Step 1: Document Medical Necessity

The prescription must include a notation explaining why the commercially available product is inadequate. This is not optional under 503A; it protects both the prescriber and the compounding pharmacy in the event of an FDA inspection.

Step 2: Choose a PCAB-Accredited Pharmacy

The Pharmacy Compounding Accreditation Board (PCAB) accreditation signals that a pharmacy meets voluntary quality standards beyond state board minimums. While PCAB accreditation is not legally required, it reduces liability exposure and provides some assurance that the pharmacy tests its preparations for potency, sterility (for any sterile preparations), and absence of contaminants.

Step 3: Confirm API Source

The compounding pharmacy should be able to provide a Certificate of Analysis (CoA) for the losartan API it uses, including nitrosamine testing results.
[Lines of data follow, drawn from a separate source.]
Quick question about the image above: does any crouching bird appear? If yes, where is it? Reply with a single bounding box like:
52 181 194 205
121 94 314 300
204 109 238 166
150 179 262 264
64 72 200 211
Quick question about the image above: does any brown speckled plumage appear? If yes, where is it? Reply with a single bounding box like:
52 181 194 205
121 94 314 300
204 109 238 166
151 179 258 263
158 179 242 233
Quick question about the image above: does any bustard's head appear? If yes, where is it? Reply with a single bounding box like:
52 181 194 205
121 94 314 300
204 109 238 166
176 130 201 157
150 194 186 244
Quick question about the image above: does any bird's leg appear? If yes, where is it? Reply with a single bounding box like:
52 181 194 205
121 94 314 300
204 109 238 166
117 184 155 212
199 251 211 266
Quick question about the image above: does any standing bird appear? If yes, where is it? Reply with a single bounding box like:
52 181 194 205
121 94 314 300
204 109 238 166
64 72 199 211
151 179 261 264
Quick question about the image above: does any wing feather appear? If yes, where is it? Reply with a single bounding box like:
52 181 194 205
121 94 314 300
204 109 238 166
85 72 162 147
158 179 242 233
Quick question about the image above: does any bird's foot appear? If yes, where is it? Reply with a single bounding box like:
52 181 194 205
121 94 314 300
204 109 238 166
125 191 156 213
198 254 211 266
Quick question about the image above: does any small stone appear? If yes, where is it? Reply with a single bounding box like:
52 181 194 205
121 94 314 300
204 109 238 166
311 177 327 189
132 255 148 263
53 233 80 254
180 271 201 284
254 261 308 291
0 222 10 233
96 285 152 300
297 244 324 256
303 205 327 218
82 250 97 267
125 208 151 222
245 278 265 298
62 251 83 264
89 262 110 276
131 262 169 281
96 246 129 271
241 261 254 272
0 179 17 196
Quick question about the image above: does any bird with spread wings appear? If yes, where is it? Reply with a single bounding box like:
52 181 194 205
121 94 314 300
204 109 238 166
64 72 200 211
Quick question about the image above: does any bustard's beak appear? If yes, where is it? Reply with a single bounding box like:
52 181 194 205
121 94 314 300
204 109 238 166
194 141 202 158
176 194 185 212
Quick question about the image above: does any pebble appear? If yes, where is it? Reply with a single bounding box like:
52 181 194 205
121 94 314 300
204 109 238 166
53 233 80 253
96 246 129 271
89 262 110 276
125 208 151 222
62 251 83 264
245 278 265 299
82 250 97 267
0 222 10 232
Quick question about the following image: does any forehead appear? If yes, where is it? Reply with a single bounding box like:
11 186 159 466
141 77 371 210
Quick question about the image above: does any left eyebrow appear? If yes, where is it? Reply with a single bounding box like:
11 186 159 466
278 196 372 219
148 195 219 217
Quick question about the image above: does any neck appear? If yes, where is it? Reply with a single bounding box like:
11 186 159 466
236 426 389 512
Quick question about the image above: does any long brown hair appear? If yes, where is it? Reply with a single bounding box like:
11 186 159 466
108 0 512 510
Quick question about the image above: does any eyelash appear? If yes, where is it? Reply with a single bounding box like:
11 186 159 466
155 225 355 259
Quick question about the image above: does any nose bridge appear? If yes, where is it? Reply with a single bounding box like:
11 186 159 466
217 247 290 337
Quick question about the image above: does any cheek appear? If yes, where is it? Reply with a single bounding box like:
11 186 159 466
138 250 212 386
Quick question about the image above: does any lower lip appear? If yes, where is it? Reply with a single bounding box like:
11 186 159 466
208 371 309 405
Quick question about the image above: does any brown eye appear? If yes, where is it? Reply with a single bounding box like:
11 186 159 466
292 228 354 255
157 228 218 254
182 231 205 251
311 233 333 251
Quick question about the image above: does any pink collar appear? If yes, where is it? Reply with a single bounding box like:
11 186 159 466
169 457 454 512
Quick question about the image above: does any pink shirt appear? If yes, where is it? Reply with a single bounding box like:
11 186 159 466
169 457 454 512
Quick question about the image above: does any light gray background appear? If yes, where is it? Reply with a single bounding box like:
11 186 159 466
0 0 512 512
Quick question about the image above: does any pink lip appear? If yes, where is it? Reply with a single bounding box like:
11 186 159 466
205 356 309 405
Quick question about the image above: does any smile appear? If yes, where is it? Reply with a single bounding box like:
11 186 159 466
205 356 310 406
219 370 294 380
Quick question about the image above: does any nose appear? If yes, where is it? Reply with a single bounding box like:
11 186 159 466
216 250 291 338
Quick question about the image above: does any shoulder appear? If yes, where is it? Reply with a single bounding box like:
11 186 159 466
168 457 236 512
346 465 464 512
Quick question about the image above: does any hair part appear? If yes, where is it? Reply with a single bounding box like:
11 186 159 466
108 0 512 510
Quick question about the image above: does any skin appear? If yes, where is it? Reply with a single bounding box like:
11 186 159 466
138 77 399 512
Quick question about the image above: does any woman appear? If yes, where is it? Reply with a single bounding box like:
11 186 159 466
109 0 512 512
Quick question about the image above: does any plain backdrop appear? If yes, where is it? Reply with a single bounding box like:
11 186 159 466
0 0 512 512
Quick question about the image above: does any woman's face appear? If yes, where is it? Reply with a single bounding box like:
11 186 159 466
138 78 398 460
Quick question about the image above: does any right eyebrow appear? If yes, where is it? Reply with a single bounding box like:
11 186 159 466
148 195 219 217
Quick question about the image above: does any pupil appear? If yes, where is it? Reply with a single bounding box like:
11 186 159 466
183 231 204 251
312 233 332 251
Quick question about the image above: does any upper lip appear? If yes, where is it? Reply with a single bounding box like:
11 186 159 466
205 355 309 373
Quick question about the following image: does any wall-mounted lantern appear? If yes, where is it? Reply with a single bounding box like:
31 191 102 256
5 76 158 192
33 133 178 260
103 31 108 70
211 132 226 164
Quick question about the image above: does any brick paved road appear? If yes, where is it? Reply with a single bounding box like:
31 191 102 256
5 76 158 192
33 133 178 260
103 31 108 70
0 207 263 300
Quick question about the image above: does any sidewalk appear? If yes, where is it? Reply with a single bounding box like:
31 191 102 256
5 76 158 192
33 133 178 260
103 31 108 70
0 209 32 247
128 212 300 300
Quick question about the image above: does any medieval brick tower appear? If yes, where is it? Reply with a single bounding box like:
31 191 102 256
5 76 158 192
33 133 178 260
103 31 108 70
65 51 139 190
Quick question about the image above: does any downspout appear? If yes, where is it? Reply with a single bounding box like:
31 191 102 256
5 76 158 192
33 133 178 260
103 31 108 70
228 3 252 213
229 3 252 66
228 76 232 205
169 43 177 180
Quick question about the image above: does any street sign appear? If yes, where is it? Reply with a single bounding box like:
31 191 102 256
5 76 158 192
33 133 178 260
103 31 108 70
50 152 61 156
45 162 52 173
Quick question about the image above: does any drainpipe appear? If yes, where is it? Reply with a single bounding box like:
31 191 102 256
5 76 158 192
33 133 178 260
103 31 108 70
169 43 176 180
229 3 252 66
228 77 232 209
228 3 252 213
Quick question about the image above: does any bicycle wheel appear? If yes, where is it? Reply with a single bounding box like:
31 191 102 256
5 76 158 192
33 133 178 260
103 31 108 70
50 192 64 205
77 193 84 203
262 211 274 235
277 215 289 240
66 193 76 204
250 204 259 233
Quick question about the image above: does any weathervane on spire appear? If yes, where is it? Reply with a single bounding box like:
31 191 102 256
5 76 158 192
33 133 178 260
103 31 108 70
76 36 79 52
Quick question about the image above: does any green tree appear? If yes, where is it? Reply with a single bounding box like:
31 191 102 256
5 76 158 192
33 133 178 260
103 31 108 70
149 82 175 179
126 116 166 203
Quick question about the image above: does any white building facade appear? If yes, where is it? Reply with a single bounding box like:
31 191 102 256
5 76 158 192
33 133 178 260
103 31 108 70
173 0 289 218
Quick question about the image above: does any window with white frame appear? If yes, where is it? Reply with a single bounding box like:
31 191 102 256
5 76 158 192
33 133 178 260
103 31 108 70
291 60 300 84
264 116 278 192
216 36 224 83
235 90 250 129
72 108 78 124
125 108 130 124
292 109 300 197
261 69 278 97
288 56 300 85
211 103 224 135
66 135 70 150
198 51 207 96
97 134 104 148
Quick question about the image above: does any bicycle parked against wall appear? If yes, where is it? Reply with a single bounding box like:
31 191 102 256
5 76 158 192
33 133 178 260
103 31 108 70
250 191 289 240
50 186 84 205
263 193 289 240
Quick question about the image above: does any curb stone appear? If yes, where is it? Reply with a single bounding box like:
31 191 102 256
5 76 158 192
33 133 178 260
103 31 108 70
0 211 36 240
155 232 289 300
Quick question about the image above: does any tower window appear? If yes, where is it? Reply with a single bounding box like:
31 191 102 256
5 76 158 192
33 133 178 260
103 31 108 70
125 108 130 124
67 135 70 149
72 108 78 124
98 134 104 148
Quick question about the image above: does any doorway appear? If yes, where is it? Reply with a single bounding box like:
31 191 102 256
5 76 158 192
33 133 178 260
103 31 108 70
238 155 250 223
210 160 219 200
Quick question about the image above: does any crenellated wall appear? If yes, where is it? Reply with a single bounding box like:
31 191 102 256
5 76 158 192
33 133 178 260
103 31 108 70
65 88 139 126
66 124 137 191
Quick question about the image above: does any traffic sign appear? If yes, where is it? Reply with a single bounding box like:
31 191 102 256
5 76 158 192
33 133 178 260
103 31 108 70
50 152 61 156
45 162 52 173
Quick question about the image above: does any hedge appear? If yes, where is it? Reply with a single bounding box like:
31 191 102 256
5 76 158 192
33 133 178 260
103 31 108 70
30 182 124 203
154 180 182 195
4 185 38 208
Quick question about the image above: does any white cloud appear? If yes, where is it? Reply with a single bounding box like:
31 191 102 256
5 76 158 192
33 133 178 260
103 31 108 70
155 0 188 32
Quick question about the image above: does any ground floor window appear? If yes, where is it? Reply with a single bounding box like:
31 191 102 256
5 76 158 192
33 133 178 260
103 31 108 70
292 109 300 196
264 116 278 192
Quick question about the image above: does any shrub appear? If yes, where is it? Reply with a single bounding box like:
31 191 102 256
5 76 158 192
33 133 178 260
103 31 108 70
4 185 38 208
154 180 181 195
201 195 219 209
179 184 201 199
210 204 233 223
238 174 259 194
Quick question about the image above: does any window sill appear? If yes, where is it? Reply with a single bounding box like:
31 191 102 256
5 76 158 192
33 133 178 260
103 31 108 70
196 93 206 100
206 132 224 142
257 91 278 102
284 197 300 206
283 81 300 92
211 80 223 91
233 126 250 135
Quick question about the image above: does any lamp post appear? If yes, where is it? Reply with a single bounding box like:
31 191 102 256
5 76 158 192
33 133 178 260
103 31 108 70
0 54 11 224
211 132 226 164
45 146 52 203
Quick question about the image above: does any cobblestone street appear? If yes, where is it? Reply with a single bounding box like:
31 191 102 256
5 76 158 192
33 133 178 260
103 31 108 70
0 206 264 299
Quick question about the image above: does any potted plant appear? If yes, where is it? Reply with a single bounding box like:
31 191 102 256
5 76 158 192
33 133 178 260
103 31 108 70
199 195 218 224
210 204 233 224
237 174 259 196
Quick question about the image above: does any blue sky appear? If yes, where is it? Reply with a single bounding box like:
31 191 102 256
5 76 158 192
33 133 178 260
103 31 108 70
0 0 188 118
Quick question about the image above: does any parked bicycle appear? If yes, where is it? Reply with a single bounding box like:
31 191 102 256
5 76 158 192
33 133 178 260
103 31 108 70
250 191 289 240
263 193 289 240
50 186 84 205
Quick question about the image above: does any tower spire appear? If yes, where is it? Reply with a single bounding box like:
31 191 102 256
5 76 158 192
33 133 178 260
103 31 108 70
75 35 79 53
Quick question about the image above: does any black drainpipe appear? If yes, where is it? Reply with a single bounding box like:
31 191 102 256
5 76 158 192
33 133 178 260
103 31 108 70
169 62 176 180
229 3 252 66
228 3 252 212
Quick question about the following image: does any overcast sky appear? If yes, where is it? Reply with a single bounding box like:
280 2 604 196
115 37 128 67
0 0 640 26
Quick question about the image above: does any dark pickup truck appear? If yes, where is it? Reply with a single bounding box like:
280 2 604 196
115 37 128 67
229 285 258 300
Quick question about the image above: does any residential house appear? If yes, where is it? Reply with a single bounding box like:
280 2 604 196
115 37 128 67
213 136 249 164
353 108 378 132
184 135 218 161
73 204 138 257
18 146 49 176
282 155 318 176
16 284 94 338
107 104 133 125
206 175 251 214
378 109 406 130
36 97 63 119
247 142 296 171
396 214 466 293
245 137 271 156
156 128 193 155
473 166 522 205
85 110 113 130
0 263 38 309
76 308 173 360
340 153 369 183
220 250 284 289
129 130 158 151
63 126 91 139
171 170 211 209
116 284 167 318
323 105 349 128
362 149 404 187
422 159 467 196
Given the history of contamination in overseas API supply chains, this documentation is clinically and legally relevant.

Step 4: Patient Counseling

Patients receiving compounded losartan must receive the same Black Box Warning about fetal toxicity that appears on the approved product labeling. The prescriber or dispensing pharmacist bears responsibility for ensuring this counseling occurs.